Transplant yourself, change is great for the soul. Often a change is
the best thing you can do to start living again, challenge yourself,
awaken your inner seed.

  1. Deadheading often brings about new growth and flowers: You rejuvenate a plant when you remove its spent blooms, it works to create flowers instead of reseeding.

Don’t hold on to old ways or  things, sometimes we need to throw
off our pasts, our old language and doubts before we can grow
again.

  1. The beauty of a garden happens over time: There is the initial bloom you buy from a store, the reason you were attracted in the first place to the specific plant. After the initial blooms fade there is so much more that happens, the roots go deeper, the flowers get more complex and it gets healthier and more vibrant with time.
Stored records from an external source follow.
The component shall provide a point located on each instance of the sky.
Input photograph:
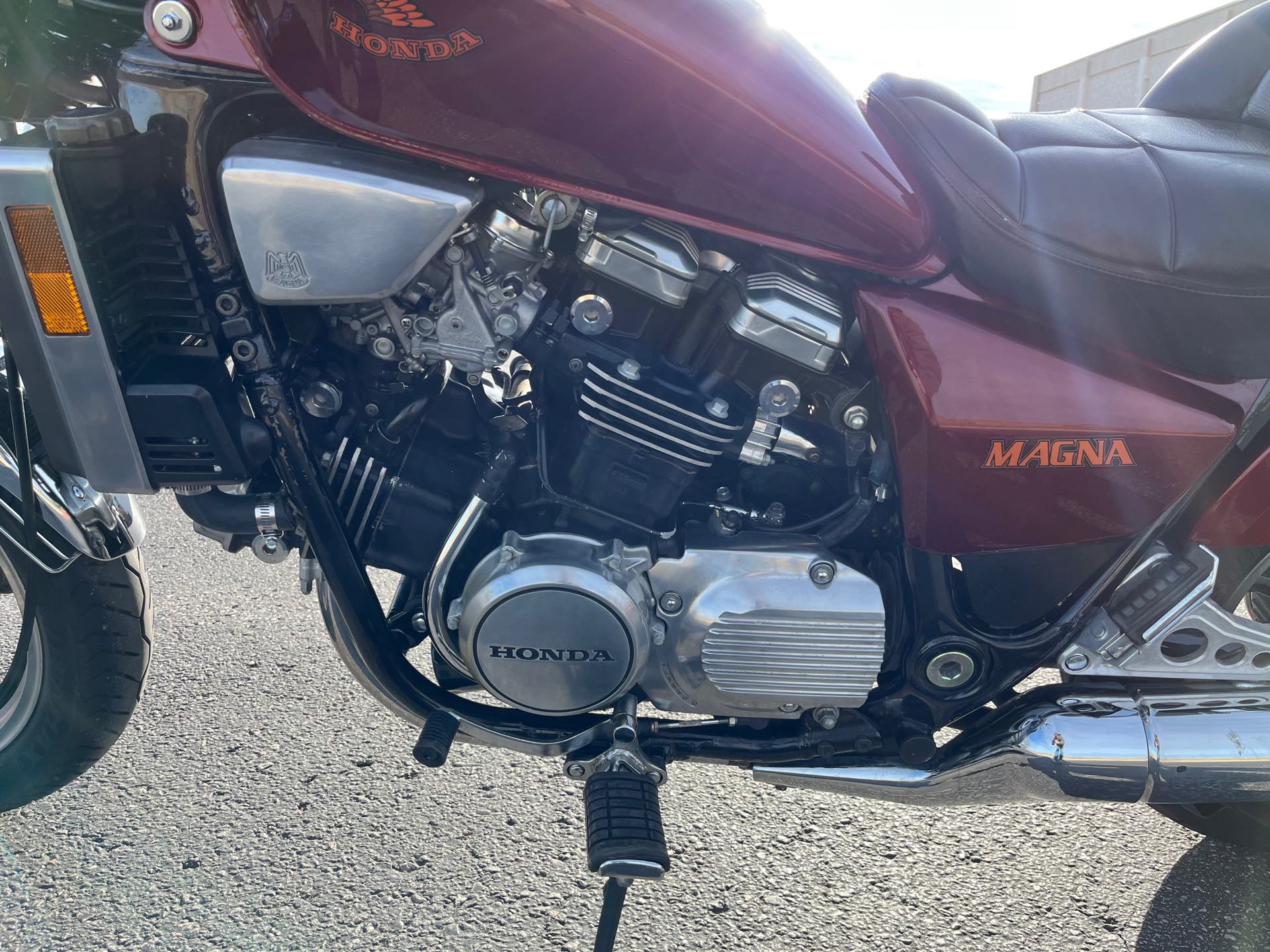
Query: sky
(987, 50)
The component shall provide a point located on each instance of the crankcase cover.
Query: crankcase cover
(765, 630)
(556, 623)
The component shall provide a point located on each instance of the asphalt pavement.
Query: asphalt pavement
(262, 801)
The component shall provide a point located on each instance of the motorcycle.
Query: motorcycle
(704, 412)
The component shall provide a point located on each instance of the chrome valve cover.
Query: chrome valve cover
(752, 635)
(654, 257)
(556, 623)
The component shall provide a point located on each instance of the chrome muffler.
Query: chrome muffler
(1052, 744)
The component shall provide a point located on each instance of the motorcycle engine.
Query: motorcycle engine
(680, 403)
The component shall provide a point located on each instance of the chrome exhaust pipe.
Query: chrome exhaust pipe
(1052, 744)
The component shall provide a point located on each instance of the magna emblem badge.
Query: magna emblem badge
(1021, 454)
(285, 270)
(407, 17)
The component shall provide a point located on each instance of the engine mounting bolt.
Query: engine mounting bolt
(857, 418)
(951, 669)
(506, 325)
(228, 303)
(173, 22)
(827, 717)
(1078, 662)
(822, 573)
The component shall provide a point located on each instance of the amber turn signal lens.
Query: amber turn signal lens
(48, 273)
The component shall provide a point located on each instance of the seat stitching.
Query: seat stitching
(1261, 292)
(1169, 193)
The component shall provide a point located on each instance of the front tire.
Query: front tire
(1241, 580)
(81, 674)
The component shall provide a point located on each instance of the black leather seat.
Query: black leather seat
(1144, 229)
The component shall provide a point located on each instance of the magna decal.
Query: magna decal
(1021, 454)
(415, 50)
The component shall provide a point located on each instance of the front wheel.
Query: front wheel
(67, 694)
(1242, 580)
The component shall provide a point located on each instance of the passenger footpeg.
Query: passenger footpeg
(625, 841)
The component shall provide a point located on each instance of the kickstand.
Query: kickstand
(611, 913)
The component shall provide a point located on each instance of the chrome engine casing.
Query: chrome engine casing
(556, 623)
(563, 625)
(755, 636)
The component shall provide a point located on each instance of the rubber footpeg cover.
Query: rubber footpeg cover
(624, 820)
(436, 739)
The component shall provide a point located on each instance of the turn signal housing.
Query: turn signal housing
(48, 273)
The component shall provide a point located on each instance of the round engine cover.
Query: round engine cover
(556, 625)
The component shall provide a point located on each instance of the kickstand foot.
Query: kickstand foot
(611, 913)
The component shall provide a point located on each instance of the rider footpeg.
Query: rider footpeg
(435, 740)
(624, 826)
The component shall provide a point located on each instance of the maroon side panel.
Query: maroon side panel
(958, 375)
(695, 111)
(1241, 516)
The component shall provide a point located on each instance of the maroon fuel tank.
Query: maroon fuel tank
(695, 111)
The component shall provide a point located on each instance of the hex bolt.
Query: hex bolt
(506, 325)
(244, 350)
(173, 22)
(857, 418)
(1078, 662)
(228, 303)
(951, 669)
(822, 573)
(827, 717)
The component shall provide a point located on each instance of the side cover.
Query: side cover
(694, 111)
(1006, 442)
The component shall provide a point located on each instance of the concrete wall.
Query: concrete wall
(1122, 75)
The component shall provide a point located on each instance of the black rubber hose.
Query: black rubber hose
(222, 512)
(42, 70)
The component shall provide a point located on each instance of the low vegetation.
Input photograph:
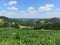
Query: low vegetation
(12, 36)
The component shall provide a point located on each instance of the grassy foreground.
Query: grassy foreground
(10, 36)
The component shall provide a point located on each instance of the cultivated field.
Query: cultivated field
(10, 36)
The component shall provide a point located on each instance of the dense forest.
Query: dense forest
(49, 24)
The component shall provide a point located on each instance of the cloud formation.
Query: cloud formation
(12, 2)
(13, 8)
(47, 7)
(11, 5)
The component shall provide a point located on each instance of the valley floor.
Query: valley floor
(11, 36)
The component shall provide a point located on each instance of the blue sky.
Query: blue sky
(30, 8)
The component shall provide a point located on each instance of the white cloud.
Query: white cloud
(47, 7)
(58, 9)
(31, 11)
(13, 8)
(12, 2)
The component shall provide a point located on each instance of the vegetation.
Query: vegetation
(12, 36)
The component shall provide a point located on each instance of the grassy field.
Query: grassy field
(10, 36)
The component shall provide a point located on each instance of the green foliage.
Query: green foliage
(12, 36)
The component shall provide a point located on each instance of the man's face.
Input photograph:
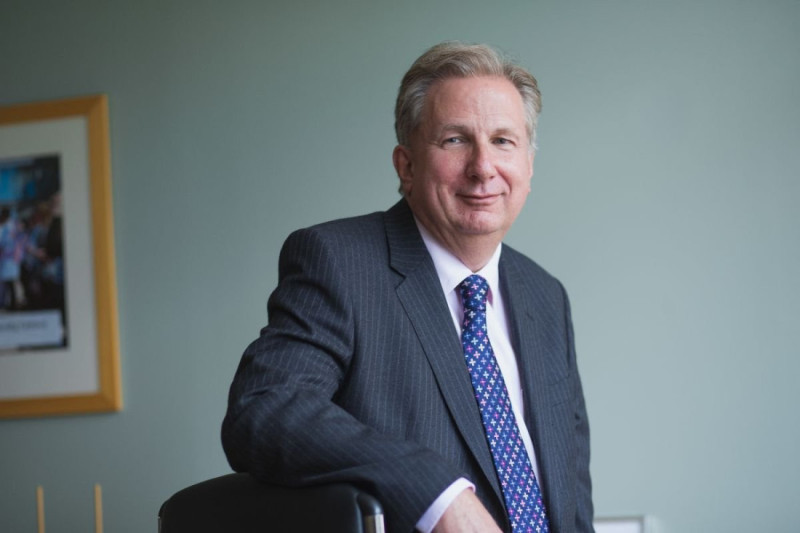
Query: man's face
(468, 168)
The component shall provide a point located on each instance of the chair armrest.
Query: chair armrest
(238, 503)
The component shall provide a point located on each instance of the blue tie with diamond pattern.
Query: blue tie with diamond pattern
(521, 491)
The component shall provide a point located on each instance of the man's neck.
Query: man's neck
(474, 252)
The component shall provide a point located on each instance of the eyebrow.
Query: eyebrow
(461, 128)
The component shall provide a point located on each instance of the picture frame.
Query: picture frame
(59, 332)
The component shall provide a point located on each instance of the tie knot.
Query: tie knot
(473, 292)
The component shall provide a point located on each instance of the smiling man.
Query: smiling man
(410, 352)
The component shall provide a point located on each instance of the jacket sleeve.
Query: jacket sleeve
(283, 424)
(584, 508)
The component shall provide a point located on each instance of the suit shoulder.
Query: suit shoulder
(529, 266)
(351, 236)
(527, 274)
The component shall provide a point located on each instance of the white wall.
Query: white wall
(665, 198)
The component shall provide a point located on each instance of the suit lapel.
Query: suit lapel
(420, 293)
(534, 345)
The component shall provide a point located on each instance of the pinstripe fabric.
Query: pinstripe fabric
(359, 377)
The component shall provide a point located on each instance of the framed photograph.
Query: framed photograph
(59, 339)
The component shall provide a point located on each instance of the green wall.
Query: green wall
(665, 196)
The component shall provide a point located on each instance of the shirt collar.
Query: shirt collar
(452, 271)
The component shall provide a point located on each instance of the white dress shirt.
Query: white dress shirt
(452, 272)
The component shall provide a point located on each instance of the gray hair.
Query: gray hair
(453, 59)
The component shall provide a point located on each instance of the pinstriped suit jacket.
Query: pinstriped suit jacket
(360, 377)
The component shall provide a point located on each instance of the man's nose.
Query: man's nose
(481, 163)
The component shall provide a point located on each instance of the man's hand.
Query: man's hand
(466, 515)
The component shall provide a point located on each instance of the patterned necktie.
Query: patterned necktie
(520, 488)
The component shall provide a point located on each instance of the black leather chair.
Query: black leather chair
(237, 503)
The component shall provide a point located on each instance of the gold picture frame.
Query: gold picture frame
(82, 373)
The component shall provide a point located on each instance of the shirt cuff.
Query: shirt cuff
(440, 504)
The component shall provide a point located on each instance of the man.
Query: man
(366, 372)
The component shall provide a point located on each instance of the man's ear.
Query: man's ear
(401, 157)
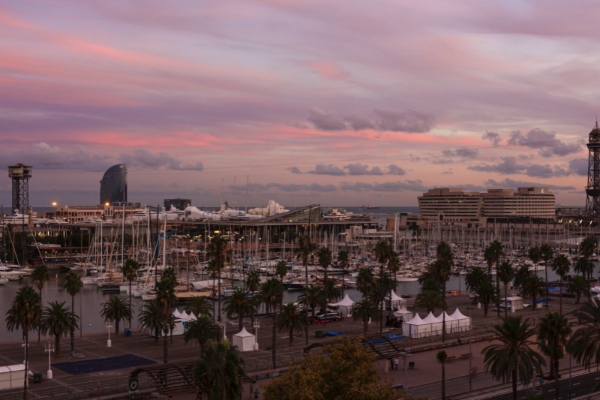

    Be more interested in the long term than the transient. Don’t panic as things in your life change and be patient as you discover the big picture.

  1. Don’t chose the wrong plant: If you plant a cactus in a rainforest, the results are not going to be good. Can you do it? Yes, but it will take more time, more materials and more attention.

    Know who you are, be who you are. Don’t force yourself into someones’ perceived garden, realize how much more work and attention you will need for the same result.

  1. Have fun:If you look at the garden as a task, that is exactly what it will be. Have fun, enjoy yourself, get dirty and did I mention; Learn a lot.

    Sometimes we are so intense about living, about goals, about expectations we forget we are here to enjoy, to have fun. Today I dug in the garden and it felt amazing. Stop, and enjoy your life, winter will be here sooner than you think.

  1. Find old friends among the weeds: This is one of the primary reasons I started writing this post. While digging out the seeds and mulching the garden I found old friends. I rediscovered how much I enjoy digging in the soil. I stopped and enjoyed a moment gardening; it was like spring again.

I also found plants that had reseeded, last years flowers that reappeared, I love perennials. I would have never even realized them if I didn’t stop and dig in the soil and rejuvenate the garden. I remembered why I started gardening in the first place. Despite the heat, despite the sweat and toil and scars on barehands, I never use gloves.  I realize nature is the force that rejuvenates me and gardening makes me remember that.

So get out there, enjoy nature, start a garden or just stop and enjoy someone else’s, Learn, read, find out what you loved as a child and rejuvenate your own garden, the results will amaze you!